In the 2007 quinquennial visitation these Action Groups were highly commended by the
Presbytery of Hamilton for the opportunity they give for more members to be involved in both decision-making and active participation in St Andrew’s.
This continued movement towards more team working took a further step in 2008 with the adoption of Pastoral Teams in place of single elder districts. These teams have a joint responsibility for the pastoral care of church members in their Pastoral Areas. In addition to the Bereavement Care Group and GriefShare Support Groups run in St Andrew’s we continue to offer excellent pastoral support and care to church members and the bereaved within our community.
It is encouraging to see more church members become involved in both the leadership of the church through the Action Groups, and also the many different ministries that operate in St Andrew’s from pastoral care to puppets!
Of great benefit to this congregation, but also to neighbouring congregations has been the opportunities for working together that have flourished in recent times.

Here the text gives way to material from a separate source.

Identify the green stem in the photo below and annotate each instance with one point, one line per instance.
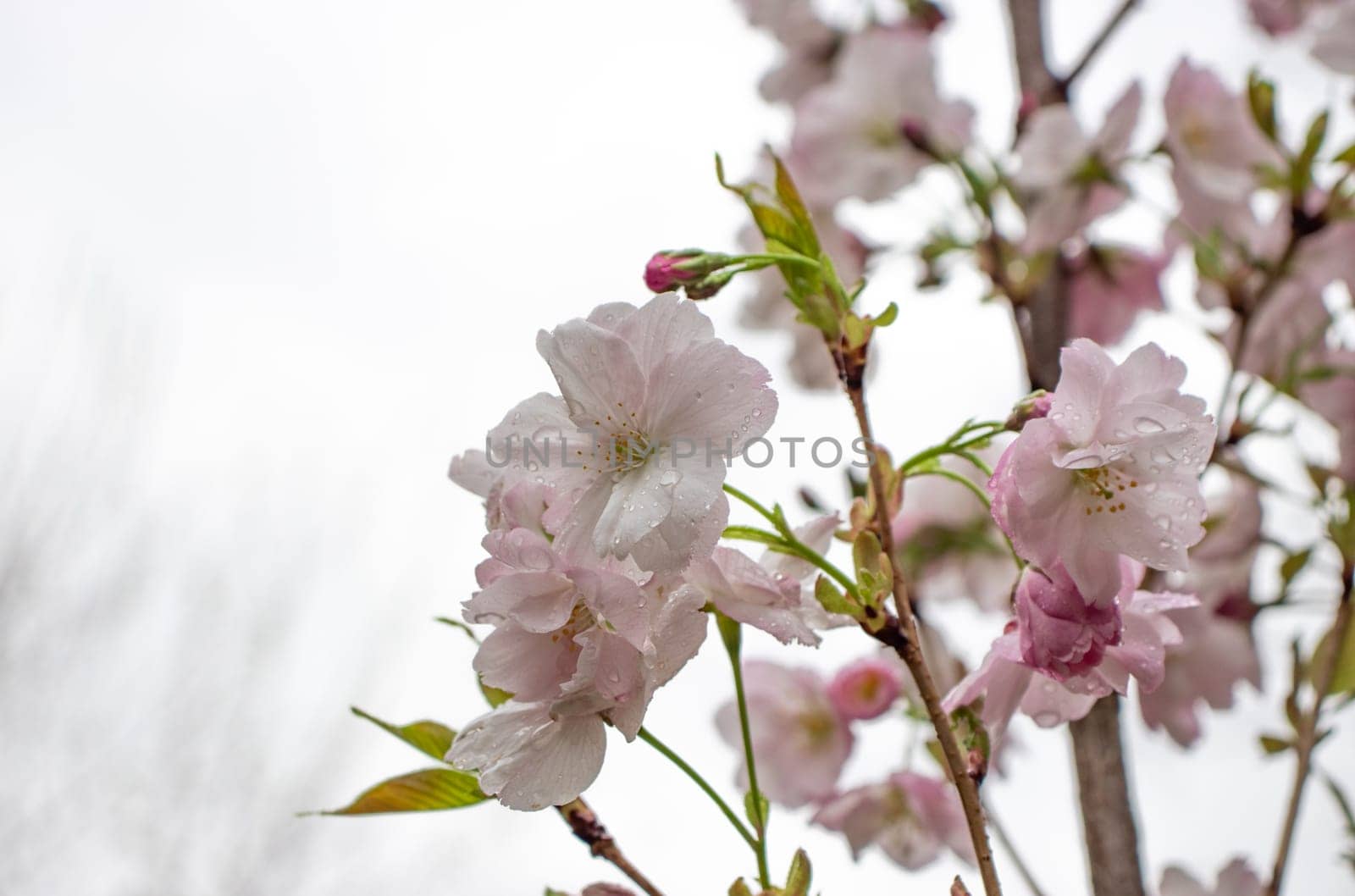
(964, 480)
(701, 783)
(794, 548)
(731, 634)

Rather than being enforced from outside, this has developed naturally through joint Magnify evening praise services, through shared discussion evenings such as Living the Questions, and through sharing in ventures like the Easter Holiday Club for primary-aged children.
You can learn more about what is going on today in St Andrew’s through the other pages of this website.
Without a doubt there are many challenges that lie ahead for St Andrew’s as a congregation as we continue to live out our commitment to Jesus Christ and to follow in his way.
Operating under the Unitary Constitution
What on earth is the Unitary Constitution, you may ask? It is a form of structure for the leadership of a Church of Scotland.
For many years St Andrew’s Parish Church operated under what was called the Model Deed, meaning that the work of the church was split into the spiritual and temporal with the Kirk Session having responsibility for the former and the Congregational Board for the latter.
While this worked well for many years, with the adoption of seven Action Groups to which much decision making was devolved, it was found that there was often unnecessary duplication of decisions and meetings between the Congregational Board and Action Groups.
In 2006 the congregation voted to move to the Unitary Constitution. While this returns oversight of all matters both spiritual and temporal to the Kirk Session, this is balanced by the decision making powers that have been passed to the members of the Action Groups, which comprise both elders and church members.